Dans le précédent épisode de cette série d’articles dédiée au Blended Learning, je proposais une matrice constituée de 2 axes : environnement “espace-temps” et environnement “humain et relationnel”.
Cette matrice n’est qu’une trame destinée à réfléchir aux différents composants de votre solution Blended Learning. Considérez donc qu’il s’agit d’un échiquier sur lequel vous placez vos propres pièces, et déterminez la nature de ces pièces.
J’avais d’ailleurs commencé à diversifier les éclairages en traitant de l’apprentissage informel et du tutorat. Je vous propose de continuer avec quelques variations supplémentaires.
Tout d’abord, une version anglaise à la demande de quelques lecteurs. Puis un éclairage sur le Mobile Learning, et enfin une variation sur le thème du Serious Game, comme suggéré par un commentateur.
Version anglaise

Mobile Learning
Par Mobile Learning, j’entends ici l’usage de matériel mobile de type SmartPhone, c’est à dire de matériel que l’on a toujours sur soi, qui est toujours allumé et “connecté”. Cela exclut les tablettes tactiles.

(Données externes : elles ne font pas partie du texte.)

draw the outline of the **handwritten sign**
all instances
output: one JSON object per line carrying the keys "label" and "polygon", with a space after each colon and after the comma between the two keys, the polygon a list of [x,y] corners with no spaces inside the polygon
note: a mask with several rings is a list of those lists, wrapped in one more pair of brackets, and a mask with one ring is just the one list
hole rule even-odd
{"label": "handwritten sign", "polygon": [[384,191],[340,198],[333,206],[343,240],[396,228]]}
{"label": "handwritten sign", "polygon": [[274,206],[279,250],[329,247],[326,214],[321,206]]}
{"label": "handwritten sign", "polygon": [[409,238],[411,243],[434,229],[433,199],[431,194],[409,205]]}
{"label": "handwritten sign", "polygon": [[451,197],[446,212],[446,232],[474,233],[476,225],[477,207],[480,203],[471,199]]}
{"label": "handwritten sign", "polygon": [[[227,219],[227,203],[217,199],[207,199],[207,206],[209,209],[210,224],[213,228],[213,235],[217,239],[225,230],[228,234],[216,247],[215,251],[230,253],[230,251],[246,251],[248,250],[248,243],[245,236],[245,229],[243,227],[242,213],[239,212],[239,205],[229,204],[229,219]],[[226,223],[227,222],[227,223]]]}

Le Mobile Learning trouve son principal intérêt sur le lieu de travail pour les travailleurs mobiles. Ceux-ci restent ainsi “connectés” et peuvent accéder à diverses formes de soutien : documentation, support d’expert, base de connaissances, communauté de pratique, etc.

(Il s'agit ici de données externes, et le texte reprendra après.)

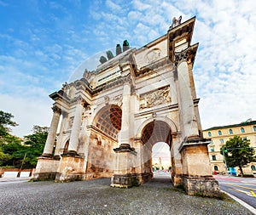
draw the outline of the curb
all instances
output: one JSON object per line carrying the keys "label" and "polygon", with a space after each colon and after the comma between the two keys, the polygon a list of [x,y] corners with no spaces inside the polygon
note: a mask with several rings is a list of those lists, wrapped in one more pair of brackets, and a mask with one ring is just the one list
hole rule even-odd
{"label": "curb", "polygon": [[223,191],[224,194],[228,195],[230,197],[231,197],[233,200],[235,200],[236,201],[237,201],[239,204],[241,204],[241,206],[243,206],[244,207],[247,208],[249,211],[251,211],[252,212],[253,212],[254,214],[256,214],[256,209],[253,207],[251,207],[250,205],[248,205],[247,203],[244,202],[243,201],[241,201],[241,199],[236,197],[235,195],[229,194],[225,191]]}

Autre axe important : le mobile est par définition un outil social, qui permet aux individus de communiquer et de partager de manière informelle. Twitter propose un format de discussion particulièrement adapté (i.e. court) et est de fait massivement utilisé sur mobile.
Dernière zone potentiellement propice à l’usage du Mobile Learning : les échanges entre apprenants et tuteurs, de manière individuelle ou collective. Une séance de coaching par téléphone (e.g. cours d’anglais), des relances par SMS, un débrieffing téléphonique, un groupe Facebook comme support à un groupe de travail, etc. Voici autant de possibilités offertes par le Mobile Learning.
Serious Game
Voici un sujet particulièrement intéressant que nous allons confronter à notre matrice à la demande d’un lecteur, pour voir ce que cela révèle. Les modalités Serious Game sont indiquées “SG” dans la matrice.

La matrice nous force à sortir d’une vision pré-conçue du Serious Game et à envisager plusieurs modes de jeu. En particulier :
- Le SG autonome n’implique que l’apprenant qui est confronté à des scénarios de jeu, éventuellement des avatars. L’apprentissage est autonome.
- Le SG encadré, qui redonne toute sa place au tuteur : configuration d’un scénario sur mesure pour le joueur, (dé)brieffing avant et après le jeu, mais aussi participation directe du tuteur dans un mode multi-joueurs, en occupant un rôle précis dans le jeu.
- Le SG en groupe, dans une optique d’entraînement ou d’acquisition de compétences collaboratives, permet aux joueurs du groupe de confronter leurs résultats et d’échanger en dehors du jeu, mais aussi dans certains cas d’agir à plusieurs et en temps réel dans le cadre du jeu (mode multi-joueurs).
- Enfin, le SG social, qui ne vise pas nécessairement une acquisition de compétences, mais plus souvent un objectif de communication et d’échanges, existe en mode mono-joueur avec échanges asynchrones en dehors du jeu (forum, chat, groupe Facebook) et partage des résultats (classement). Mais son impact est décuplé lorsqu’il est exploité en mode multi-joueurs.
Conclusion
On voit une fois de plus que l’intérêt de cette matrice n’est pas de fournir une “grille d’ingrédients” parmi lesquels il suffirait de choisir, mais plutôt un cadre de réflexion qui pousse à imaginer les modalités dans toutes leurs déclinaisons possibles.